Ich habe zwei Labradore, Cayden und Zia. Beide sind unkastriert. Zweimal im Jahr wird Zia läufig, und auch dann können die beiden zusammenleben. Cayden bemerkt sehr wohl, was Phase ist. Er beleckt Zia, kontrolliert somit ihren Hormonstatus, und ist noch erpichter darauf, draußen über ihre Pinkelstellen zu markieren. Manchmal gockelt er ein bisschen vor ihr herum, aber das ist nicht besonders heftig. Also alles wie immer. 

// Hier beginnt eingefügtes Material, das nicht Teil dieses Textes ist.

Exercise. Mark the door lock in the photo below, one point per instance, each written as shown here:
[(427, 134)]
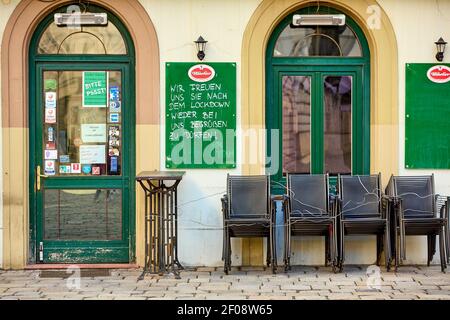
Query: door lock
[(38, 178)]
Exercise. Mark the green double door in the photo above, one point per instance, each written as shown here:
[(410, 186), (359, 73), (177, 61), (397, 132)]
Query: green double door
[(322, 119), (81, 164)]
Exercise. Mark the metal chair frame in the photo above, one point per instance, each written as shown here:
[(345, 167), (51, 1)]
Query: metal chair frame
[(314, 224), (360, 225), (431, 224), (248, 225)]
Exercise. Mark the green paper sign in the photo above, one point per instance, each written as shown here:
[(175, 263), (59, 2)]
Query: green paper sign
[(200, 115), (95, 89), (50, 85)]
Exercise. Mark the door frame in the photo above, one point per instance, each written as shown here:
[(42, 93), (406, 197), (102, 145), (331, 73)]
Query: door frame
[(67, 62), (329, 65)]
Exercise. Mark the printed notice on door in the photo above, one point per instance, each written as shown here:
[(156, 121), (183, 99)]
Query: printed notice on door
[(200, 115), (93, 154), (95, 89), (93, 133)]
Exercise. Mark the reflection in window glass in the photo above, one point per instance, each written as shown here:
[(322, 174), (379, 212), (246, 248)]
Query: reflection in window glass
[(83, 214), (337, 101), (296, 124), (317, 41), (82, 40), (82, 128)]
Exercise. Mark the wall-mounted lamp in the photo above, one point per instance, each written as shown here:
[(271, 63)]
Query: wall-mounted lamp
[(440, 46), (200, 43)]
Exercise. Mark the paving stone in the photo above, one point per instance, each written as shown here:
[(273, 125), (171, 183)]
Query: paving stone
[(210, 283)]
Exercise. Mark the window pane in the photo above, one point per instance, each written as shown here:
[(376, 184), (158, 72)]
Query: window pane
[(83, 214), (82, 40), (317, 41), (338, 124), (296, 124), (82, 128)]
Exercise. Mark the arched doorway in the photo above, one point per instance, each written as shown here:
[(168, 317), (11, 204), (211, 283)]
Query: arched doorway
[(318, 97), (82, 145)]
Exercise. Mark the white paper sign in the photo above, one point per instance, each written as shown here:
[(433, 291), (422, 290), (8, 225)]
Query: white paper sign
[(92, 154), (93, 133), (50, 100), (51, 154)]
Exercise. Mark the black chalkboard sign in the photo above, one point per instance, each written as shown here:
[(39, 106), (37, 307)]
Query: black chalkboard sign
[(200, 115)]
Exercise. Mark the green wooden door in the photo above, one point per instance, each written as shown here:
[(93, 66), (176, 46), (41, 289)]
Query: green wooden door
[(82, 145), (318, 100)]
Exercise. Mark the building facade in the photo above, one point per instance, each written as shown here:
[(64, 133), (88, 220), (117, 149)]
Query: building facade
[(354, 79)]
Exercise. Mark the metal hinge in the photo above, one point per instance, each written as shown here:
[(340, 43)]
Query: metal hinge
[(41, 252)]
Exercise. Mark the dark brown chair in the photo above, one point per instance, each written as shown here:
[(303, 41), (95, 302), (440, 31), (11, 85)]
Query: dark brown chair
[(248, 212), (307, 212), (362, 209), (419, 211)]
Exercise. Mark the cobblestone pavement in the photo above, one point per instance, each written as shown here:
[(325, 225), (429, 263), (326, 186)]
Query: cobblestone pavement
[(242, 283)]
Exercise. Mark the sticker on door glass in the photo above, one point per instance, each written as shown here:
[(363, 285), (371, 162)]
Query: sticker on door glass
[(50, 134), (51, 154), (64, 158), (93, 133), (64, 169), (86, 168), (49, 167), (75, 168), (114, 106), (114, 99), (50, 84), (114, 118), (96, 170), (50, 100), (50, 115), (95, 84)]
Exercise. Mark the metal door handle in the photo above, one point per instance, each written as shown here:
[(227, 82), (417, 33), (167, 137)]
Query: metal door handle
[(39, 175)]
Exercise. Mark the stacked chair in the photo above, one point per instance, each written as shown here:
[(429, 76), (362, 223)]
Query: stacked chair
[(248, 211), (362, 209), (409, 207), (307, 212), (419, 211)]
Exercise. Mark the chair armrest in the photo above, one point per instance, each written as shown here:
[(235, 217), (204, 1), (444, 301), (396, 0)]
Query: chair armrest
[(386, 202), (224, 201), (441, 202), (337, 209)]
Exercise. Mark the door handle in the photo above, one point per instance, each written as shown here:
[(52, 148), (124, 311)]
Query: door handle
[(38, 178)]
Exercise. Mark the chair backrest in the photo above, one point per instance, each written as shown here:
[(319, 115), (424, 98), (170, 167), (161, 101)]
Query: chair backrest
[(308, 194), (360, 196), (417, 194), (248, 196)]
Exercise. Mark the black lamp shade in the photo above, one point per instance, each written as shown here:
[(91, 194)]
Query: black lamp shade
[(200, 43)]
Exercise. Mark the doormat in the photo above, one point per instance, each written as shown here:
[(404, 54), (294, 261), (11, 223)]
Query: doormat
[(84, 273)]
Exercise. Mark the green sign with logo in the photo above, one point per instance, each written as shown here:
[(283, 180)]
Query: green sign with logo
[(427, 116), (95, 89), (200, 115)]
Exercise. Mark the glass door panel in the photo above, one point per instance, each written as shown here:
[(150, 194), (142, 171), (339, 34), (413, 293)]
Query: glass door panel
[(296, 104), (337, 135), (82, 123), (82, 186)]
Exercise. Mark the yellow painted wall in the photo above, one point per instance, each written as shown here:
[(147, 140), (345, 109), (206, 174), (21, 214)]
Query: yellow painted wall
[(417, 24), (6, 8)]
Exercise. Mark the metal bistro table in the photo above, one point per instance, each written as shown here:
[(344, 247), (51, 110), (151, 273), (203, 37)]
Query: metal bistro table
[(161, 248)]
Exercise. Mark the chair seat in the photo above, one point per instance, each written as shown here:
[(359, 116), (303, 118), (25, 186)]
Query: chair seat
[(413, 221), (244, 220), (364, 226)]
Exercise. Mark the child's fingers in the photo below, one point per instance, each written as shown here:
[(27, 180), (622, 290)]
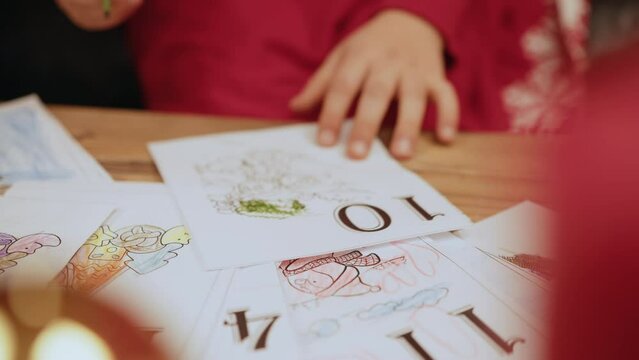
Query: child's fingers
[(445, 97), (316, 86), (377, 93), (412, 107), (341, 92)]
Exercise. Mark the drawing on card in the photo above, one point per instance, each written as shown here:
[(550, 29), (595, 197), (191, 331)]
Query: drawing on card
[(25, 153), (13, 249), (107, 254), (273, 184), (350, 273), (423, 298), (336, 274)]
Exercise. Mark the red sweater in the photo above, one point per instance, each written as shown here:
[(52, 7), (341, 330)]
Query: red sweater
[(248, 58)]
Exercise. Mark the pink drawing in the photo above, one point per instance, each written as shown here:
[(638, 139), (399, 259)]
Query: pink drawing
[(12, 248), (336, 274)]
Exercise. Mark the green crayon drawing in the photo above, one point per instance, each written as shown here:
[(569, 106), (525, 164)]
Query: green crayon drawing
[(270, 209)]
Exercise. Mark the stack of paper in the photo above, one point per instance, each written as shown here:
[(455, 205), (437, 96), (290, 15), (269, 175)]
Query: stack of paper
[(265, 245)]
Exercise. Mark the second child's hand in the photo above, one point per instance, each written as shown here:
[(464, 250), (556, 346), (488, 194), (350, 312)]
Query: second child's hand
[(396, 55), (98, 14)]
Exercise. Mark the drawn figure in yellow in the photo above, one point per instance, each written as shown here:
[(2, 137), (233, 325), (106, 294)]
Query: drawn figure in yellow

Sobald jedoch Zia in die Standhitze kommt, ist es vorbei mit Monsieurs Contenance. Dann stellt Cayden die Öhrchen, tropft wie ein Kieslaster und nimmt tänzelnd Anlauf, um bei Zia aufzureiten. Die wiederum nimmt es gelassen, bietet sich ihm aber auch nicht besonders dar. An etwas anderes als den Akt der Vermehrung kann mein Rüde dann nicht mehr denken. Was ja, biologisch betrachtet, völlig normal und sinnvoll ist. Die eigenen Gene weiterzugeben, ist das oberste Gut und dient der Erhaltung der Spezies. 

Demzufolge darf dieser innere Drang nicht so leicht vergehen. Dranbleiben, heißt die Devise – und das ca. fünf Tage lang. Denn so lange dauert die Standhitze bei meiner Hündin. In dieser Zeit muss ich Zia und Cayden getrennt halten. Bei uns zu Hause werden dann Trenngitter aufgestellt, diese noch abgehängt, damit sich die beiden nicht die ganze Zeit durch die Stäbe anschmachten. Für diese Tage bleiben die beiden in zugeteilten Bereichen. So kann Cayden auch mal entspannen, weil Zia nicht auf denselben Plätzen rumliegt wie er. Nachts schläft Zia in einer großen Stoffbox (achteckiger Welpenauslauf).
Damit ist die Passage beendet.